La marquesa era sabia, no sólo porque era cultivada y lista sino porque supo compaginar deber y placer. Tradujo “La fábula de las abejas” de Mandeville, y escribió “Instituciones de física”, un libro de divulgación, a lo que se dedicaron muchas mujeres que eran conscientes de la dificultad que ellas, pero también los hombres, tenían para comprender el saber científico. Este libro lo escribió para su hijo de doce años y en él combinaba la metafísica de Leibniz con las nuevas ideas de Newton.

La marquesa admiraba mucho a Voltaire y por fin, con veintiocho años conoció a un cuarentón Voltaire. En el castillo de Cirey se prepararon un refugio de estudios y amores, con la benévola comprensión del tolerante marqués. Su relación se basó en su pasión por la conversación sobre temas diversos, el teatro, la lectura de los clásicos y de los modernos, hacer experimentos de física y química, criticar a los pedantes y coquetear con todo el mundo. Voltaire la admiraba y sentía una especie de ternura por su lado más femenino (la llamaba “Madame Newton-Ponpon”).

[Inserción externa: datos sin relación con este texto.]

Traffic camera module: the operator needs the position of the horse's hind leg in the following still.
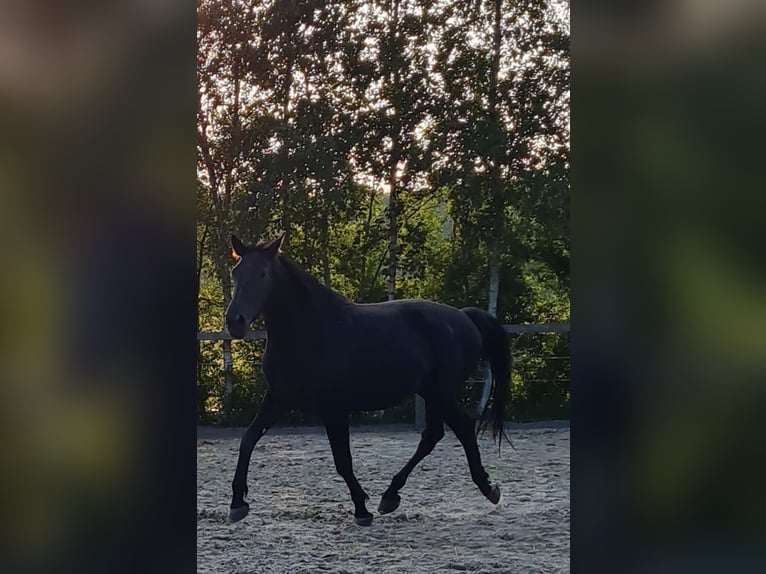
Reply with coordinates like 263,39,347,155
444,402,500,504
324,415,372,526
378,399,444,514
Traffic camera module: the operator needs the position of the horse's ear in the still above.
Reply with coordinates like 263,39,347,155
265,233,285,257
231,234,245,258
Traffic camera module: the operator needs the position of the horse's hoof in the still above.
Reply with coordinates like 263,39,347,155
354,514,372,526
227,502,250,524
378,494,402,514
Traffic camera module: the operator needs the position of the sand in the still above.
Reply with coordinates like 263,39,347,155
197,425,569,574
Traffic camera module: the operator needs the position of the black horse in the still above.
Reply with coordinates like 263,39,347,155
226,235,511,526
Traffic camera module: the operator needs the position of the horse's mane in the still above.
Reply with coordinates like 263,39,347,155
276,253,349,310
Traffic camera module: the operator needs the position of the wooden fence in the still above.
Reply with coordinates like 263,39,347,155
197,323,569,428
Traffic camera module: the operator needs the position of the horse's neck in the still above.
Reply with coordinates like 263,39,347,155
263,255,342,339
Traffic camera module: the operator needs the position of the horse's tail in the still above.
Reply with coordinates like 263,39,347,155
463,307,513,449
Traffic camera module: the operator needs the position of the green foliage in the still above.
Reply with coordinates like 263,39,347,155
197,0,569,424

En dos pasiones de ella diferían: en el juego de naipes y en su entrega al arrebato erótico. Para la marquesa la pasión era algo vital:
“Pasiones tendríamos que pedirle a Dios si nos atreviéramos a pedirle alguna cosa… Supongamos, por un momento, que las pasiones hagan a más personas desgraciadas que felices; digo que, aún así, seguirían siendo deseables, porque es la condición sin la cual no se pueden gozar grandes placeres; y no merece la pena vivir si no es para tener sensaciones y sentimientos agradables; y cuanto más vivos son los sentimientos agradables, más felices somos”.
La falta de pasión de Voltaire, la condujo a Saint-Lambert, diez años más joven que ella y que la deja embarazada. Guarda para ella sus peores presagios porque, dada su edad, era mal asunto el parir y se da prisa en acabar su traducción de los “Principia” de Newton. En septiembre de 1749 da a luz a una niña sana, pero ella muere de fiebre puerperal a punto de cumplir los cuarenta y tres años.
Admirable mujer, sabia, culta, apasionada y que supo encontrar hombres que la respetaron y la consideraron una igual hace poco más de trescientos años.